In this instance, all zero divisors are nilpotent (of order at most $n$).
On
You may find this interesting. To each ring $A$ we may attach a geometric space $\text{Spec } A$. For instance, if the ring is of the form $\mathbb{C}[x,y]/f(x,y)$ you may picture this space as the graph of the equation $f(x,y) = 0$ (although you have to pretend that $\mathbb{C}$ looks like $\mathbb{R}$ to draw this graph on paper).
A ring has a non-trivial idempotent if and only if this space is disconnected. It has a zero-divisor which is not nilpotent if and only if this space is "reducible" (google it for the formal definition, but the idea is that it looks like a union of two spaces meeting in a space of smaller dimension).
From this we can get many examples. For instance, $\mathbb{C}[x, y]/(xy)$. This looks like the union of two lines meeting at the origin. Contrast a ring with idempotents, e.g. $\mathbb{C}[x, y]/(x^2 - x)$ which looks like the disjoint union of two vertical lines.
On
Idempotents of $R$ correspond to clopen subsets of $X = \text{Spec } R$. When $R$ is noetherian, a clopen subset is necessarily a finite disjoint union of connected components.
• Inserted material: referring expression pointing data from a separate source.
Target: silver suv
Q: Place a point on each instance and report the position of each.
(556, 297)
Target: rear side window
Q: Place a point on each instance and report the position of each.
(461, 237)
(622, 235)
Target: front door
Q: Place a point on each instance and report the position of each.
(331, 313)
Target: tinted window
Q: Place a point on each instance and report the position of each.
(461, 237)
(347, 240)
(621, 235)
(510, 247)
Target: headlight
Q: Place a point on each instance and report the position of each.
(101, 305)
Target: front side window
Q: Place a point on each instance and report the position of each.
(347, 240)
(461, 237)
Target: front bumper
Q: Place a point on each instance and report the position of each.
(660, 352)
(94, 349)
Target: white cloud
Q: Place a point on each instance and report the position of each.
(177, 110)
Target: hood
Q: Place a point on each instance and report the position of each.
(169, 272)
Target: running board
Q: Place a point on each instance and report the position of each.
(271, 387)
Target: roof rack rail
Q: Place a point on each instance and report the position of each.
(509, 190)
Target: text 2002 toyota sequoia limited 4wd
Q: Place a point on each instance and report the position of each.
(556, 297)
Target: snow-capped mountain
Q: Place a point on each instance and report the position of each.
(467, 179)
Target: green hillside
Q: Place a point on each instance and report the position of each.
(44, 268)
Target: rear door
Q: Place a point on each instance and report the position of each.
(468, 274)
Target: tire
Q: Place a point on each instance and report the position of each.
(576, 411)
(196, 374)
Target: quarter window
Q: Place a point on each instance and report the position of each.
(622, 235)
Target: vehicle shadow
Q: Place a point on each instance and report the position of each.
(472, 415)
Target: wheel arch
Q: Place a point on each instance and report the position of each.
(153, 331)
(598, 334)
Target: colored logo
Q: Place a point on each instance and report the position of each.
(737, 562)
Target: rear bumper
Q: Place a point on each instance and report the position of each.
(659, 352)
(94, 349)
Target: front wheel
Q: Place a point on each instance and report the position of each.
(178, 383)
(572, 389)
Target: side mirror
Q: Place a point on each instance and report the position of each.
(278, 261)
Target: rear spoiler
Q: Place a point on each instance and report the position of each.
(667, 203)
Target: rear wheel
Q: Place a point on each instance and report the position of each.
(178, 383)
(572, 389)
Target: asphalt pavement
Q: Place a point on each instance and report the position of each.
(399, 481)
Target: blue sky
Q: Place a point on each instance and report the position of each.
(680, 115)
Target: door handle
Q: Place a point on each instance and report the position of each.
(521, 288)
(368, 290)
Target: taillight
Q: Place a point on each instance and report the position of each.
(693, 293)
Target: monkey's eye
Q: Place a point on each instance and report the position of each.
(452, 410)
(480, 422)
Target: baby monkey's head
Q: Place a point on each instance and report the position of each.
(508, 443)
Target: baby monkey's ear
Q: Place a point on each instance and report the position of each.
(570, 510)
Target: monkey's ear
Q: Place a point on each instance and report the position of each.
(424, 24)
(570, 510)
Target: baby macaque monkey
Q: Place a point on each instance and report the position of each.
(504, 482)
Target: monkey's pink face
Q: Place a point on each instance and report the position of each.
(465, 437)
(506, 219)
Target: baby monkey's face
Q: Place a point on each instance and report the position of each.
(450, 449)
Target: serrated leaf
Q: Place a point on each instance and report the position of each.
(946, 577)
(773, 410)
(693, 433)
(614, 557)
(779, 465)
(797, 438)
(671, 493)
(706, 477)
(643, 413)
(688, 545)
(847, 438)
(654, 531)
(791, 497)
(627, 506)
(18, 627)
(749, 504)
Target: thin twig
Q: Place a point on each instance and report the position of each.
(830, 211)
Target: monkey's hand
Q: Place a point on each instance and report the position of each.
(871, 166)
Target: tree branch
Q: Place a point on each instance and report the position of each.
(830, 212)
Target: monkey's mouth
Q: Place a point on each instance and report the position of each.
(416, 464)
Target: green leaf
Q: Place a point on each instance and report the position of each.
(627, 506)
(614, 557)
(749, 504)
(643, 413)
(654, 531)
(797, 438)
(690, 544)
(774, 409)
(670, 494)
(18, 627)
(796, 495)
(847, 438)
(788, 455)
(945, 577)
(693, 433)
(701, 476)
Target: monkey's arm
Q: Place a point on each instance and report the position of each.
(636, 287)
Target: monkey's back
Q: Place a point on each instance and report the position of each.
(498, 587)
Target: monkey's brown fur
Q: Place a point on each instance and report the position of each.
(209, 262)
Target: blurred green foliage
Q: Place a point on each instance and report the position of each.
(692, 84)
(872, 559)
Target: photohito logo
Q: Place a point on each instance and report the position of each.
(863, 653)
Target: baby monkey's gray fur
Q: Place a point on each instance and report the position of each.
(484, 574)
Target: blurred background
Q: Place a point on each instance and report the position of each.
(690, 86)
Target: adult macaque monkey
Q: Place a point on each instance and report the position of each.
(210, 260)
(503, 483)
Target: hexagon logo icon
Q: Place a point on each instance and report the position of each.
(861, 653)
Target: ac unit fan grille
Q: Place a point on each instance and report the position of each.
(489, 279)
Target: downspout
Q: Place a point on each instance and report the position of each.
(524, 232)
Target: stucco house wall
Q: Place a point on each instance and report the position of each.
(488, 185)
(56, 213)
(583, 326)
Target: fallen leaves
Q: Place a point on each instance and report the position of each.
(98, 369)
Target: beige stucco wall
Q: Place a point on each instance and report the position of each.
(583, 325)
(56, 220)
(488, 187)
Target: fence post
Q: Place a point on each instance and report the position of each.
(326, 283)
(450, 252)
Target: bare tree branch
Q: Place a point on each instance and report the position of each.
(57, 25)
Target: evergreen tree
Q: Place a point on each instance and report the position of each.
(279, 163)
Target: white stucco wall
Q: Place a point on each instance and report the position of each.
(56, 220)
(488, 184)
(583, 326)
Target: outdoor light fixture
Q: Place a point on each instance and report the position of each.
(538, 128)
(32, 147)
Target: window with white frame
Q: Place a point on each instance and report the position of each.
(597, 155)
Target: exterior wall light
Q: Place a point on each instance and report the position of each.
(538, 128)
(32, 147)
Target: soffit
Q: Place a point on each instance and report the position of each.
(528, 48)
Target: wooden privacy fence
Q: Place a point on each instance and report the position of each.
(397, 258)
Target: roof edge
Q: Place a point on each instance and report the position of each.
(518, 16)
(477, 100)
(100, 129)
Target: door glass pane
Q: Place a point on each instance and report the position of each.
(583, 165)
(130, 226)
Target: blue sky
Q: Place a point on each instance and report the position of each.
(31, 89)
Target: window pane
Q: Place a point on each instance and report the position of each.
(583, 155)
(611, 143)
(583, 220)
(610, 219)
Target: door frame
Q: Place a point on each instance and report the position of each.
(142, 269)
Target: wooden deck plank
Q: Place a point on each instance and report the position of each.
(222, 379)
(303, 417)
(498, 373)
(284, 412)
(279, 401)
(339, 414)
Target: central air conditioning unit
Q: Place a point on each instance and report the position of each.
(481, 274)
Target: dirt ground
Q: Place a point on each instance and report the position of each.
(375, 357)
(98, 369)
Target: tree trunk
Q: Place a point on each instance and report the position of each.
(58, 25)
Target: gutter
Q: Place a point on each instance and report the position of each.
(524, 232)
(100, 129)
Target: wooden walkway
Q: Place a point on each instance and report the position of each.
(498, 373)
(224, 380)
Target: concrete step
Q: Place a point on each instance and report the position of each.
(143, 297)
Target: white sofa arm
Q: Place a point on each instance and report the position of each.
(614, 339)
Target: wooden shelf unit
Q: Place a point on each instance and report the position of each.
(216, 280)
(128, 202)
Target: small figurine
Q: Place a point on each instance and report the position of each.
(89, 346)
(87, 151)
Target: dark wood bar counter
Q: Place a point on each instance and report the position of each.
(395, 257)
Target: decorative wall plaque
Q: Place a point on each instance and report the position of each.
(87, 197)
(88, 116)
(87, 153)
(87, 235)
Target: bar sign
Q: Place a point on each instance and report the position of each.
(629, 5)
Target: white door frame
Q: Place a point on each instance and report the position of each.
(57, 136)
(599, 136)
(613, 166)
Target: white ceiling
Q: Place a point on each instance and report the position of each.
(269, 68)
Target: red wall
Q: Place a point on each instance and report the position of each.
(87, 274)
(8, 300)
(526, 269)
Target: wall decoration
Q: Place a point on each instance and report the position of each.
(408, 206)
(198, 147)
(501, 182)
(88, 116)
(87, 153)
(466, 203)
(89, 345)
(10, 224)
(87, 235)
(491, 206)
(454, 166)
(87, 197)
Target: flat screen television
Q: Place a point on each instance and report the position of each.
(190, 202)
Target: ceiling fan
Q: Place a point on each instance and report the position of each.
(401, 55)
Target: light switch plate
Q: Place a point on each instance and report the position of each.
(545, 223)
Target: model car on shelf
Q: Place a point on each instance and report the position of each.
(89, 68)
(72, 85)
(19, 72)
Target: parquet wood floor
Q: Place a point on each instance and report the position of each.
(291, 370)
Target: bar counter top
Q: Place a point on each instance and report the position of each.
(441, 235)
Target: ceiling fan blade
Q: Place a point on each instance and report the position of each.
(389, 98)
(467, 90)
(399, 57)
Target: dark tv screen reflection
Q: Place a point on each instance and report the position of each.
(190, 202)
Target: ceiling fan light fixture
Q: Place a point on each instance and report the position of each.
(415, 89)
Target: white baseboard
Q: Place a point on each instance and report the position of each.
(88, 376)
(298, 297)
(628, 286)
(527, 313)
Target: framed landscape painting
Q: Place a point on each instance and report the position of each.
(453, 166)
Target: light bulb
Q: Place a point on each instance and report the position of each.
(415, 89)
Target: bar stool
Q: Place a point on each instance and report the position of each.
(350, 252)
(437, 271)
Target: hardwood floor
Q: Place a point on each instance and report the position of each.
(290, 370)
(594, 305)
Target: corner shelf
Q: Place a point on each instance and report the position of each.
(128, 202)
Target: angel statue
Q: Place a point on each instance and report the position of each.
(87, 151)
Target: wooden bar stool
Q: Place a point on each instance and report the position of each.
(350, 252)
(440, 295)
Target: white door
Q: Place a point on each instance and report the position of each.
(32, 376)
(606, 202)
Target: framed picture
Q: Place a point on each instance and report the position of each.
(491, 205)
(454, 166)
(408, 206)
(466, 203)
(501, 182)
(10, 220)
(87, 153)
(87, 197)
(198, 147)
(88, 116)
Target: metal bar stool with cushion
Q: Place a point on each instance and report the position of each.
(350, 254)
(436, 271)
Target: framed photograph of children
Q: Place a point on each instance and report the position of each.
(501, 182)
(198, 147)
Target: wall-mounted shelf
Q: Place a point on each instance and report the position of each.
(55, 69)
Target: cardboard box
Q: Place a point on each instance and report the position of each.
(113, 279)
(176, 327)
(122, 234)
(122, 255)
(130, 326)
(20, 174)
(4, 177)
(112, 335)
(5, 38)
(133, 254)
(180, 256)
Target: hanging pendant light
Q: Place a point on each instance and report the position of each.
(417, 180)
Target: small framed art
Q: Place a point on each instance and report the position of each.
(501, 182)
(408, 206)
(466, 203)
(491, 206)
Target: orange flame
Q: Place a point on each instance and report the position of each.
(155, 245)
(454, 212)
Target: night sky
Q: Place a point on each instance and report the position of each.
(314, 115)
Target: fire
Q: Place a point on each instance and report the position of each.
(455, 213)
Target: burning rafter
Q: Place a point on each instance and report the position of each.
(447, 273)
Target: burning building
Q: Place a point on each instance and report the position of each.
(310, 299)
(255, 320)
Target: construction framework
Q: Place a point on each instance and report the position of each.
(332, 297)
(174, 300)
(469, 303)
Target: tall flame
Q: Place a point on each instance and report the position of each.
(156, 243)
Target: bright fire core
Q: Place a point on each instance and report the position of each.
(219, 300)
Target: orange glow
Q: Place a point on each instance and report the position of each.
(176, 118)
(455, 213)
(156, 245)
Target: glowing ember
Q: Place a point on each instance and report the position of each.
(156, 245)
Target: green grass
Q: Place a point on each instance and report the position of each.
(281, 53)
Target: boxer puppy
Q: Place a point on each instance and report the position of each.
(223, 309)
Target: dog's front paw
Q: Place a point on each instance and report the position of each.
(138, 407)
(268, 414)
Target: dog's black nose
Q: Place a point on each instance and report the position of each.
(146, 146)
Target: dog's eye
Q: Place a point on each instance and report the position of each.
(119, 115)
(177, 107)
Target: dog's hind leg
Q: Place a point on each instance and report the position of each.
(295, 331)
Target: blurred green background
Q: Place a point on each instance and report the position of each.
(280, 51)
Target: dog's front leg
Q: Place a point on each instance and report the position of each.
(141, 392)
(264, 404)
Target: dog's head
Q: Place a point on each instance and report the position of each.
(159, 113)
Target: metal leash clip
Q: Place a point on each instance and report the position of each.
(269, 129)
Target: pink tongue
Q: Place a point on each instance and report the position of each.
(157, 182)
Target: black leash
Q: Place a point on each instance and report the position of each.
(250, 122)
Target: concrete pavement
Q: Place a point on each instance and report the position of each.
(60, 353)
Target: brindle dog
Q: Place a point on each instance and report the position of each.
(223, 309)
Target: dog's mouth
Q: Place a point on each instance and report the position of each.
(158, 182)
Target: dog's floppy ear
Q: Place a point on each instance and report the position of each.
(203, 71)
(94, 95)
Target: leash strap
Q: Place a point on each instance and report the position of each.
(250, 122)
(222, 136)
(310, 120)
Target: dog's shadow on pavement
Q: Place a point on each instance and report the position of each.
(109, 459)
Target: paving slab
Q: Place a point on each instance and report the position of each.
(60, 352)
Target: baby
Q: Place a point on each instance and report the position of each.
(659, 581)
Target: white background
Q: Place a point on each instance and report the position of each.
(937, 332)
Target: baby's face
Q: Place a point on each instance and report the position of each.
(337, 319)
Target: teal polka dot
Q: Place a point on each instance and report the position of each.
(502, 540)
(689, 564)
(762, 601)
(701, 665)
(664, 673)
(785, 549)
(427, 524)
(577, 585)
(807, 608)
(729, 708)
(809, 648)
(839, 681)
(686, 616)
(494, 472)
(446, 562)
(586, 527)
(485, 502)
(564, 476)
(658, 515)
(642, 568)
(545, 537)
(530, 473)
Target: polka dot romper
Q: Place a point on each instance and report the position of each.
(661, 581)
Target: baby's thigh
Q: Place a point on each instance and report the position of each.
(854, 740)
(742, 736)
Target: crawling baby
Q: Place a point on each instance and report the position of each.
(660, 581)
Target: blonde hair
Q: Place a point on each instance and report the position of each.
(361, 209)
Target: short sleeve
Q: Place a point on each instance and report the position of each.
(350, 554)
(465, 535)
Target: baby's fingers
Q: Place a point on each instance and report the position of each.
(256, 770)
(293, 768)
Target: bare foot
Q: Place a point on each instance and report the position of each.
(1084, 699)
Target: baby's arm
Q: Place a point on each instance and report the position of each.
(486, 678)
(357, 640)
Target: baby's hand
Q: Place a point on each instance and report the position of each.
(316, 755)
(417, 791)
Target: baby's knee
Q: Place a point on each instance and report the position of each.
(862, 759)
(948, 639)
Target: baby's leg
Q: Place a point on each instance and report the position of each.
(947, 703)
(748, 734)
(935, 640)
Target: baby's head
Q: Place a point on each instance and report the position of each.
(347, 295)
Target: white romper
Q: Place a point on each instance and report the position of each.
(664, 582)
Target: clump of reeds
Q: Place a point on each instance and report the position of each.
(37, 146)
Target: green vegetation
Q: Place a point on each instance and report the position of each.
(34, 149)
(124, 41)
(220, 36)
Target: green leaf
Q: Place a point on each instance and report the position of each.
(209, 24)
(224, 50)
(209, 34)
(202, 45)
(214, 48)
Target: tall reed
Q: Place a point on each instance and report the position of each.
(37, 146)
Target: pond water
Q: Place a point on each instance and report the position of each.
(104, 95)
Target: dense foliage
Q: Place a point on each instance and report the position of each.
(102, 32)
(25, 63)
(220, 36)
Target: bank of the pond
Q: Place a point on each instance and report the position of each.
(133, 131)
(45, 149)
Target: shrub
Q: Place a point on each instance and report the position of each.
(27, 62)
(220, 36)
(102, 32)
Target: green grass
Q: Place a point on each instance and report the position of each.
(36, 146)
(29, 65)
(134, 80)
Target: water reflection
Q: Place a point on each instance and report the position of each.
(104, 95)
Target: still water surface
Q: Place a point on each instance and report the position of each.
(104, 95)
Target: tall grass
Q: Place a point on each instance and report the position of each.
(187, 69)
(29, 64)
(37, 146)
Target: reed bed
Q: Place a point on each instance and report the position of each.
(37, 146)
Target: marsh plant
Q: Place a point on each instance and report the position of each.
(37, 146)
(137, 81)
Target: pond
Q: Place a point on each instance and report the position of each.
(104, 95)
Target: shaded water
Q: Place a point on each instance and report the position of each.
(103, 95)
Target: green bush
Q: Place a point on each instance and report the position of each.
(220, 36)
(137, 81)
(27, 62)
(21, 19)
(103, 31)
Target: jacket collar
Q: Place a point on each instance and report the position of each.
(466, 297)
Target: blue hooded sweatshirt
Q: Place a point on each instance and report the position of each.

On the other hand, zero divisors of $R$ correspond to closed subsets of $X$ whose complement is contained in a proper closed subset of $R$. When $R$ is noetherian, such a closed subset is a finite, nonempty union of irreducible components.
Thus, we can obtain a wide variety of examples from geometry. Whenever $X$ is connected but not irreducible, $R$ has nontrivial zero divisors but no nontrival idempotents. For instance, the variety consisting of two intersecting lines is connected but not irreducible, so the ring $\mathbf C[x,y]/(xy)$ has nontrivial zero divisors (eg. $x$ and $y$!) but no nontrivial idempotents.
$\newcommand{\Z}{\mathbb{Z}}$Quotient rings $\Z/p^{n}\Z$, with $p$ a prime, have zero divisors for $n \ge 2$, but no idempotents $\ne 0, 1$. As noted in another answer, more generally local rings have no non-trivial idempotents.